Monday, March 26, 2007

Public Relations Rises from Ashes of "Dot-Com Bust"

While most people will remember the dot-com bust for the demise of technology and e-commerce companies like, one of the sectors that suffered most dramatically was public relations. Perhaps nowhere was this felt greater than at agencies that had ramped up their technology practices to handle the accounts of the many new e-marketplaces and promising new business and consumer products.

The resulting bust that followed in 2001 was painful across the board, but especially at small and mid-size agencies that didn't have a large enough account base to weather the storm that resulted in the loss of many technology accounts. In some cases, small and mid-size agencies had a technology practice in name only for a good period of time following the dot-com bust.

While the "good old days" of $30K budgets across the board, combined with the almost limitless optimism that accompanied them still may seem in ways like a distant reality, recent statistics show that public relations has indeed recovered nicely and is competing well with advertising for a company's overall marketing dollar. As chronicled in a new story in Adweek, after hitting a bottom in January 2004, employment in the overall marketing sector has grown 12 percent. What's more, since 1990, employment in public relations has grown 44 percent, compared to advertising's overall 14 percent. So overall, while PR remains a very volatile sector save for a few very well-established names that have secured the business of multinational corporations, things for the industry as a whole are definitely on the rise.

Not only does this point to an increasing economic influence of public relations, but it hopefully will also bring about a coalescence around best practices and standards that will keep the next inevitable downward business cycle from business as painful as the "dot-com bust." Unfortunately, PR agencies can in many ways blame themselves for that; sure, it's not like we told people that selling pet food over the Internet would be a billion-dollar business, but we did in many ways promise more than we could deliver to get business in what was at the time a fiercely-competitive race to win the next hot company.
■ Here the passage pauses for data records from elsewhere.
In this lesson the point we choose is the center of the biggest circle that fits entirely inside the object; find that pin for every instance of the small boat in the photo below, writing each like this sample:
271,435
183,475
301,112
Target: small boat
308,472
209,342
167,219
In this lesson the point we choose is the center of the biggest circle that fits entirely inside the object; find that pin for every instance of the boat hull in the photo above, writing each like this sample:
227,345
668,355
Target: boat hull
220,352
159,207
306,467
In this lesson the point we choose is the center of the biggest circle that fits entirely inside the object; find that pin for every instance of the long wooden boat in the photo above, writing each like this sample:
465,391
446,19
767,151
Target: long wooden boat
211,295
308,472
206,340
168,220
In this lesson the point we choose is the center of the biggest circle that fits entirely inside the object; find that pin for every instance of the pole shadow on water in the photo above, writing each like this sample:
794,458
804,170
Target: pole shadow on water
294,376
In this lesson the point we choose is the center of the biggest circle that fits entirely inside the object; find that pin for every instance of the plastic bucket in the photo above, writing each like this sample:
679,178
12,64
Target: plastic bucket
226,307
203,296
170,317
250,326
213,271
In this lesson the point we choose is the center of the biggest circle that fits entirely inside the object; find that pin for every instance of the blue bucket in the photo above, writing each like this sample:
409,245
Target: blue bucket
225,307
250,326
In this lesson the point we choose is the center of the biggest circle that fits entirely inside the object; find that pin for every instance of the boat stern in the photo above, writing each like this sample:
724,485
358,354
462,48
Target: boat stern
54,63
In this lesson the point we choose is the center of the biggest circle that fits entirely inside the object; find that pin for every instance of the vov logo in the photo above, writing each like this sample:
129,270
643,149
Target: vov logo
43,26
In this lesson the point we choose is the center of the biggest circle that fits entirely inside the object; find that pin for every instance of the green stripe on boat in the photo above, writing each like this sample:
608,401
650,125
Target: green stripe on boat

Hopefully, the industry's growth will make major players realize that we don't have to do that anymore. Instead, we should see the value in giving better, more objective counsel that will not only help viable companies prosper, but will keep agencies from banking their futures on companies that we can all sense aren't likely to pan out.

Monday, March 19, 2007

Public Relations Industry Continues to Suffer From a Leadership Vacuum

It seems as if the Public Relations Society of America can't even get out of its own way these days. For those who haven't been following the issue, over the past year, the organization has faced a deluge of criticism, both from PR pros themselves, as well as from industry observers. One of the many complaints centers around the fact that, while PR continues to suffer a bad reputation, the organization never really comes out swinging in its defense, nor does it avoid getting into PR flaps of its own on many occasions.

One of the biggest thorns in the side of PRSA has been newsletter publisher Jack O'Dwyer. O'Dwyer has criticized many of the organization's decisions, including the fact that the organization hasn't operated transparently in quite some time and generally avoids answering any questions publicly about the way it operates. There were high hopes that this would change with the arrival of a new president and chief operating officer, Bill Murray. However, if anything, the first few weeks of Murray's tenure has been as rocky as his predecessor's.

In an internal letter addressed to the organization's leaders that was leaked to O'Dwyer and others, Murray takes on O'Dwyer, calling his editorials on the PRSA "inaccurate." He goes on to label O'Dwyer's coverage of the organization as containing stories that are "unsubstantiated," "misleading" and "erroneous," yet does not give any examples. He also refutes O'Dwyer's contentions that the organization's finances are anything but healthy, although separate analyses conducted by independent college professors maintain that the organization doesn't fully report its expenses, including rent for its Manhattan headquarters and costs associated with the annual PRSA conference.

O'Dwyer goes on to criticize the organization for ceasing the publication of its annual printed membership directory, in factor of an online only directory -- a decision that was said to have been done to hold down costs, yet raised the ire of many members.

All this comes as the organization lost two key executives last week, both with long tenures. Communications chief Cedric Bess left after five years and CFO John Colletti left after six.

The most baffling thing about the PRSA has always been the way it responds in a time of crisis. One would think an organization of PR leaders would know how to respond in such situations, but rather than keeping cool and on point, the PRSA seems always and only to attack the messenger, as if to say they're above reproach and the only reasons anyone attacks them or one of their positions is they just can't understand.

Let's hope at some point the PR profession can get an organization that will understand the battles those of us in the trenches face every day, in terms of the impact the profession's poor reputation has on everyone. What the industry needs more than ever is not an organization that's not always on the defensive, but one that will take stances that will actually advance the profession's standing and will enhance its reputation.